3. Maximum-ratio closure
Finally, we can define the maximum-ratio closure problem, which is asking what the highest \lambda is for which the previous problem has a non-empty set as answer (and what that set is). Three different papers use three different approaches:
- Bisection search:
- Paper: E. L. Lawler, “Sequencing jobs to minimize total weighted completion time subject to precedence constraints”, 1978
- Approach: use a lower and upper bound on the maximum \lambda, and use bisection search to find the highest for which a set exists.
- Complexity: \mathcal{O}(knm \log(n^2/m)), where k is the number of bits in the sizes/fees involved.
- FP algorithm:
- Paper: J.C. Picard and M. Queyranne, “Selected applications of minimum cuts in networks”, 1982.

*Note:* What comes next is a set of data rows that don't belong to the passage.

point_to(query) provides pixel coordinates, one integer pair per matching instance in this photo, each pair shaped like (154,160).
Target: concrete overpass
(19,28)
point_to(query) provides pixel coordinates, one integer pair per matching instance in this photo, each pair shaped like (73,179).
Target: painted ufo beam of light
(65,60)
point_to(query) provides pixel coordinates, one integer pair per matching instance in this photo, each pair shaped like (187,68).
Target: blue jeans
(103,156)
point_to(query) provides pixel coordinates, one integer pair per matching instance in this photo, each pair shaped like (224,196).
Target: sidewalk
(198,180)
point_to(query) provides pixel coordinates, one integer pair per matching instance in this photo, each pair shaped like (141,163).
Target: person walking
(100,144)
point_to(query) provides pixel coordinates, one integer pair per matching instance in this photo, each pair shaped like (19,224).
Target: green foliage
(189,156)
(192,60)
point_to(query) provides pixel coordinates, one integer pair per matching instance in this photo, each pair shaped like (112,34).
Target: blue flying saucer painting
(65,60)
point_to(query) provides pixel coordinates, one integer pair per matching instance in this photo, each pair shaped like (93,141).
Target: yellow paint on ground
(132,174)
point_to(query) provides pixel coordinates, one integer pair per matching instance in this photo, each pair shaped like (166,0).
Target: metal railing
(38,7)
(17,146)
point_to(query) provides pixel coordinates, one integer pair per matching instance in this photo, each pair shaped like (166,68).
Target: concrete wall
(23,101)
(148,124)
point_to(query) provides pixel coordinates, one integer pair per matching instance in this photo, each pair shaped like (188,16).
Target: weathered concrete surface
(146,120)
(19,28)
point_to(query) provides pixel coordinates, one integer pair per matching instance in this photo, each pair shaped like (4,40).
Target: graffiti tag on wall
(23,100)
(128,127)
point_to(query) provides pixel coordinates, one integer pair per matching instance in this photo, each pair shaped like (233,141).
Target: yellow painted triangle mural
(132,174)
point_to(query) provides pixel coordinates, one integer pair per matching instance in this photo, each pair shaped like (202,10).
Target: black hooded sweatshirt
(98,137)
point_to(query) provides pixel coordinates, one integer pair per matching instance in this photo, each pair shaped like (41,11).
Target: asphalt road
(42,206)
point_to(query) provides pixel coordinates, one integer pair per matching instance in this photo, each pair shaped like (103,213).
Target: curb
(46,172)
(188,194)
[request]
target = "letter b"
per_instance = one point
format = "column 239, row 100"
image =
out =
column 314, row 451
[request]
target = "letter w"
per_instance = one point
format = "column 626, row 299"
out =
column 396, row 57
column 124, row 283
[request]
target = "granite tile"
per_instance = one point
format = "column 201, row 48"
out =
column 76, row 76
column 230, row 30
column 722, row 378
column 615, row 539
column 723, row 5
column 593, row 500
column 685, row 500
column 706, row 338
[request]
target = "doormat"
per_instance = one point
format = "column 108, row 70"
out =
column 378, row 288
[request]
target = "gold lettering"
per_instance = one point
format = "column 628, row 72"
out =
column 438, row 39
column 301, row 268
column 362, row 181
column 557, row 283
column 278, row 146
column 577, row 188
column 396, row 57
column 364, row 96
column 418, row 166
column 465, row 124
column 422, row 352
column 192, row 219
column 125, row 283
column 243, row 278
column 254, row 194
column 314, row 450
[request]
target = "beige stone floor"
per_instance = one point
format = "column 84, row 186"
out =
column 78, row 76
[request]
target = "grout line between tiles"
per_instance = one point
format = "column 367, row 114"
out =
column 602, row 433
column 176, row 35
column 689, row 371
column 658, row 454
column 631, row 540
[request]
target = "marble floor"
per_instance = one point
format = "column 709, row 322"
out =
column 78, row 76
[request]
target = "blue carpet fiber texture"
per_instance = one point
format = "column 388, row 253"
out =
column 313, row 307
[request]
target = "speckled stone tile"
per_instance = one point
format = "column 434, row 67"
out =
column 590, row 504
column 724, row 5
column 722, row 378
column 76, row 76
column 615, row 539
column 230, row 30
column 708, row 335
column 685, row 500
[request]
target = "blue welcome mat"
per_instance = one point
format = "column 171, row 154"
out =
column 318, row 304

- Approach: maintain a single best solution, with associated feerate \lambda. Run the previous algorithm with that \lambda as input, and if it returns a non-empty solution, update lambda to be that set’s feerate, and start over.
- Complexity: \mathcal{O}(n^2 m \log(n^2/m)), due to the fact that apparently no more than \mathcal{O}(n) iterations are necessary.
- Parametric min-cut:
- Paper: Giorgio Gallo, Michael D. Grigoriadis, and Robert E. Tarjan, “A Fast Parametric Maximum Flow Algorithm And Applications”, 1989.
- Approach: make the graph itself parametrized by \lambda, and then solve the whole thing generically to find the maximum \lambda, rather than needing multiple improvement steps. I don’t quite get this yet.
- Complexity: \mathcal{O}(nm \log(n^2/m)).
Depending on whether the number of dependencies is linear or quadratic in the number of transactions, this last approach is \mathcal{O}(n^2 \log{n}) or \mathcal{O}(n^3) in the number of transactions. That is however just for a single topologically-valid subset, and for a full linearization we need to potentially run it n times, meaning an overall \mathcal{O}(n^3 \log{n}) or \mathcal{O}(n^4). If it were somehow possible to reuse information from one subset-finding to the next this may be avoided, but that’s not yet clear to me. Also, state of the art on minimum-cut algorithms has improved since 1989, so it’s possible that even better is possible now.